Inside a tough-skinned red pomegranate are the seeds – corn kernel-sized rubies that first pop the eyes and then the tastebuds. They’re a great Valentine’s Day treat, the brilliant red of their seeds Hallmark-ready for the holiday of love. And since it takes a bit of work to get to the seeds, you probably see them about as often as you see cupid waiting at the MAX station with his bow and arrow.

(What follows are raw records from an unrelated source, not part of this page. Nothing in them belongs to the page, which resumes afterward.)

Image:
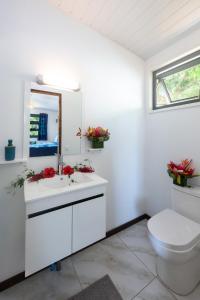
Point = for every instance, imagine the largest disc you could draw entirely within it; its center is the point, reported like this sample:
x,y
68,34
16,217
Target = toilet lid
x,y
173,230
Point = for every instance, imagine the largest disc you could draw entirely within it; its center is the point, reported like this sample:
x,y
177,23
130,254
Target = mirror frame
x,y
59,95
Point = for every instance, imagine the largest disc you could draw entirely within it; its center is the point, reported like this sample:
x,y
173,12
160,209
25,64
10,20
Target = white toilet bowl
x,y
176,240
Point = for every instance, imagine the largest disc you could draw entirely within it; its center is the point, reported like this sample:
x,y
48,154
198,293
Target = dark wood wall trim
x,y
12,281
126,225
21,276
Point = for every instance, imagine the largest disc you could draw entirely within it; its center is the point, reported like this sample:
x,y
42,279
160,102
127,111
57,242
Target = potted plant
x,y
97,136
181,172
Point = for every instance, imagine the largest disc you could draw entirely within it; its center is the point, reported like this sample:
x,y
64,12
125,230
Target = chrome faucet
x,y
60,164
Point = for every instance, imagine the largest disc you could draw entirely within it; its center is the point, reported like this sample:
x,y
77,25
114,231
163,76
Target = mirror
x,y
45,123
53,121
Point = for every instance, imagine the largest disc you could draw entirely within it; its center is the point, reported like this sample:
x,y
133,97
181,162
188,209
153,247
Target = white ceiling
x,y
43,101
142,26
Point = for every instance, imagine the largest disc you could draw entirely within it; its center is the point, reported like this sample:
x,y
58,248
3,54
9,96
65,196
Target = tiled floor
x,y
127,257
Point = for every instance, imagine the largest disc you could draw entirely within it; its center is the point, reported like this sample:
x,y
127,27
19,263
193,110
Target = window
x,y
34,125
177,83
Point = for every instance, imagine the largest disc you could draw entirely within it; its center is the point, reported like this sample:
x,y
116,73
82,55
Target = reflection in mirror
x,y
45,123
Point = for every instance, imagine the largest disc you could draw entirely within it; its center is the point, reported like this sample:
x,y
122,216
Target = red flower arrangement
x,y
46,173
49,172
97,136
86,169
68,170
181,172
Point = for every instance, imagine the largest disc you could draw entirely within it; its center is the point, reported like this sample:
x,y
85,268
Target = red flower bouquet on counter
x,y
49,172
181,172
68,170
97,136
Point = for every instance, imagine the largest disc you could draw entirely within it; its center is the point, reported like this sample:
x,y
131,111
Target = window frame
x,y
181,64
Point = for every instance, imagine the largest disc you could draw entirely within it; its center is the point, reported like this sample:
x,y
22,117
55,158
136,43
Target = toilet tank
x,y
186,201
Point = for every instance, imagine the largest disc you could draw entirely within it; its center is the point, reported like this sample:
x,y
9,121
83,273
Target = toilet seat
x,y
174,231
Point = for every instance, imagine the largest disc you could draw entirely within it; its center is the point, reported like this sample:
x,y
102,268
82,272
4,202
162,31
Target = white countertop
x,y
35,190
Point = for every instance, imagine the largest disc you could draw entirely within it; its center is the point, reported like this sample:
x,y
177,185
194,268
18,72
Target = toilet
x,y
175,237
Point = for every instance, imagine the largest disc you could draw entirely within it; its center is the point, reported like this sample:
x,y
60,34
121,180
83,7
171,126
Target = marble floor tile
x,y
195,295
155,291
112,257
149,260
136,239
46,285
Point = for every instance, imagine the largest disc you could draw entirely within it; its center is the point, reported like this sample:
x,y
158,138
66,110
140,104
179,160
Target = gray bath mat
x,y
103,289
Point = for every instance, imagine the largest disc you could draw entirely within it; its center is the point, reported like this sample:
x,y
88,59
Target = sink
x,y
61,181
56,182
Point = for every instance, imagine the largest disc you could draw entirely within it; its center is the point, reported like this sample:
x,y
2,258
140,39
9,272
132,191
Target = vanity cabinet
x,y
62,221
89,223
48,239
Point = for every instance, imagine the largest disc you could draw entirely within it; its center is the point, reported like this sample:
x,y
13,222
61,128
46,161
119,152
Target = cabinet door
x,y
89,223
48,239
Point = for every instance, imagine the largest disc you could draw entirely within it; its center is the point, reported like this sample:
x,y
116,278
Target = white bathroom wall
x,y
170,134
37,38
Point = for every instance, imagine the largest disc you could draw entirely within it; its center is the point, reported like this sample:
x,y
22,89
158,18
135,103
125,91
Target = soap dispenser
x,y
10,151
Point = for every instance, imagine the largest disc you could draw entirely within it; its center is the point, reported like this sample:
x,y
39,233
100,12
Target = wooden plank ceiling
x,y
142,26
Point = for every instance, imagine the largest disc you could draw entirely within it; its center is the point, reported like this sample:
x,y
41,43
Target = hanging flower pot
x,y
181,172
180,180
97,144
97,136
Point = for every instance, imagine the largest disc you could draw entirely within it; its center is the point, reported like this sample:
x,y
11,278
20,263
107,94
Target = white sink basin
x,y
56,182
60,184
61,181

But like love, the seeds of pomegranates are worth the wait. Cracking open the hard shell of the fruit reveals the seeds (proper name: arils). However, no matter what you call them, the seeds are famously covered with inedible pithy pulp that can be messy and hard to remove. Best to open the fruit in a bowl of water, thus avoiding the mess and allowing the water to bathe the seeds clean; the pulp will rise, the seeds will sink.
Middle eastern cuisines often use pomegranate syrup as an accompaniment to lamb or chicken. The syrup, found in middle eastern specialty grocery stores, is also great as a splash of brilliant crimson on vanilla ice cream. But the seeds themselves are always a hit as a sprinkled-on addition to many a green or grain salad. Here’s one to try.
Pomegranate quinoa and fennel salad
1/4 cup plus 1 tablespoon olive oil
2 medium fennel bulbs (2 1/2 pounds), cut lengthwise into 1/4"-thick slices
Kosher salt and freshly ground black pepper
2 tablespoons fresh lemon juice
1 1/2 teaspoons ground cumin
1 teaspoon sugar
1 cup quinoa, rinsed
1 serrano chile, seeded, chopped
1/2 cup chopped fresh cilantro
1/2 cup chopped fresh mint
1 teaspoon chopped fresh dill
1/4 cup pomegranate seeds (from 1/2 small pomegranate)
Heat 1/4 cup oil in a large skillet over medium heat. Add fennel; season with salt and pepper. Cook, stirring occasionally, until fennel is just tender and lightly golden, 10–12 minutes. Stir in lemon juice, cumin, and sugar; cook for 1 minute. Season with salt and pepper. Set aside.
Meanwhile, bring quinoa and 3 cups water to a boil in a medium saucepan. Cover, reduce heat to low, and simmer until quinoa is cooked, about 10 minutes. Drain; return to pan. Cover; let sit for 15 minutes. Fluff with a fork; transfer to a large bowl.
Using a small sharp knife, cut all peel and white pith from lemon. Cut between membranes to release segments; discard membranes and roughly chop. Add lemon with any juices and remaining 1 Tbsp. oil to quinoa; stir. Add fennel mixture, chile, and herbs. Toss gently to incorporate. Season with salt and pepper. Transfer salad to a platter; sprinkle with pomegranate seeds.
Recipe from Yotam Ottolenghi in Bon Appetit magazine.